Comme quoi, il n’y a pas qu’à Nice. En Pologne, le match entre le Legia Varsovie et le Piast Gliwice, ce dimanche, s’est joué dans une ambiance de cimetière : « Vends le club et casse-toi ! », « Vous avez détruit notre Legia. » Pas de fumigènes ni de tifos, alors qu’un groupe d’ultras devait fêter ses 20 ans. Seules des banderoles et des insultes visant le président Dariusz Mioduski ont résonné dans le Stadion Wojska Polskiego. Le malaise est profond : plus gros budget du championnat, le Legia a été éliminé de la Coupe de Pologne, le sera sans doute en Ligue Conférence et pointe à l’avant-dernière place de l’Ekstraklasa, la première division polonaise. De quoi raviver la colère des kibice (supporters en VF).
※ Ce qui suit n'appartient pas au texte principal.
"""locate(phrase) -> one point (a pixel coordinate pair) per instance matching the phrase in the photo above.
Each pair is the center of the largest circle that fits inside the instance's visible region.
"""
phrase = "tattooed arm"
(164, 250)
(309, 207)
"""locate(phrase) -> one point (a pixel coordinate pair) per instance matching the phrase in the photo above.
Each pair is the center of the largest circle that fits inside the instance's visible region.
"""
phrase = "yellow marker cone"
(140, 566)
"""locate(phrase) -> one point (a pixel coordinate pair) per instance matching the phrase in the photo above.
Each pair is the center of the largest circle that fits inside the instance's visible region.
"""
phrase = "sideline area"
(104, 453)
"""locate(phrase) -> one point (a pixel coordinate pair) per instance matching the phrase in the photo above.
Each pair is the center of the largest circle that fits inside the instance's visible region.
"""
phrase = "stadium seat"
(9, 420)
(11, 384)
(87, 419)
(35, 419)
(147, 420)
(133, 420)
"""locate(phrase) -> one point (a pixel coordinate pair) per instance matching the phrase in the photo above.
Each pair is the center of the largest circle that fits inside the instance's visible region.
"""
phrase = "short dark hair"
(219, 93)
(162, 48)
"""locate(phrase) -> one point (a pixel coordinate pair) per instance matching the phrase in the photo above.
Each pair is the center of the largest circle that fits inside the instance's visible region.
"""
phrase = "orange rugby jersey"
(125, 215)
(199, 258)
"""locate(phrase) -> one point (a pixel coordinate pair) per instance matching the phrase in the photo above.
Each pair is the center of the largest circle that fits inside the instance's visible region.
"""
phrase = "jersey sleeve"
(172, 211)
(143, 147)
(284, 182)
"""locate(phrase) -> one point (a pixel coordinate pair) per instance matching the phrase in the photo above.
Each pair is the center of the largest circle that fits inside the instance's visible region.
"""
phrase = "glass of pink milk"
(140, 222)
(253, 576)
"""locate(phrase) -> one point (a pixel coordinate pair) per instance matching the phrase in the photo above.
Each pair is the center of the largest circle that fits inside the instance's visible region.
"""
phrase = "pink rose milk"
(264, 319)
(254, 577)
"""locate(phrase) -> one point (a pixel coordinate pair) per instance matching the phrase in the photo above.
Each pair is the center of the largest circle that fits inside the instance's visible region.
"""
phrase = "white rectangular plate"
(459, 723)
« Je ne pense pas qu’on en arrivera aux extrêmes d’il y a quelques années », tempère Szymon Janczyk, journaliste pour le média sportif Weszlo.com. Il y a quatre ans pourtant, des supporters avaient attaqué le bus de l’équipe et passé à tabac deux joueurs, symbole de la sauvagerie du supporterisme polonais. Après des années de turbulences, clubs, ligue, fédération et autorités ont repris la main, notamment grâce à une meilleure communication entre les parties. « On se sent beaucoup plus en sécurité aujourd’hui », rappelle le journaliste. Pourtant, ces dernières semaines, les supporters ont davantage brillé par leur violence que par leurs tifos.
Menaces et guet-apens
Et ce qui s’est passé au Legia n’est rien comparé au reste. Le Pogoń Szczecin traverse lui aussi une période sombre. Éliminés de la Coupe de Pologne et en difficulté en championnat (10e place), les coéquipiers de Benjamin Mendy et Kamil Grosicki ont subi une véritable remontrance, une pluie de menaces. Il y a une semaine, au coup de sifflet final du match contre le Radomiak Radom (2-2), le capo des Ultras Pogoń s’est alors violemment emporté devant des joueurs stoïques : « Si on apprend encore une fois que l’un d’entre vous a fait la fête et tourné autour de nos filles, on débarque à l’entraînement et on vous démonte tous. Peu importe que tu sois blanc ou noir, défenseur ou attaquant, vous êtes une seule équipe et vous prendrez tous une raclée. » Une référence à une sortie nocturne, trois jours avant un match, du joueur gambien Musa Juwara. La réaction du nouveau propriétaire du club n’en est pas moins surprenante. Le Canadien Alex Haditaghi a condamné les propos des ultras… avant d’assurer que l’affaire était réglée, par crainte de froisser les supporters. Comme quoi, certains fans semblent encore avoir tous les droits.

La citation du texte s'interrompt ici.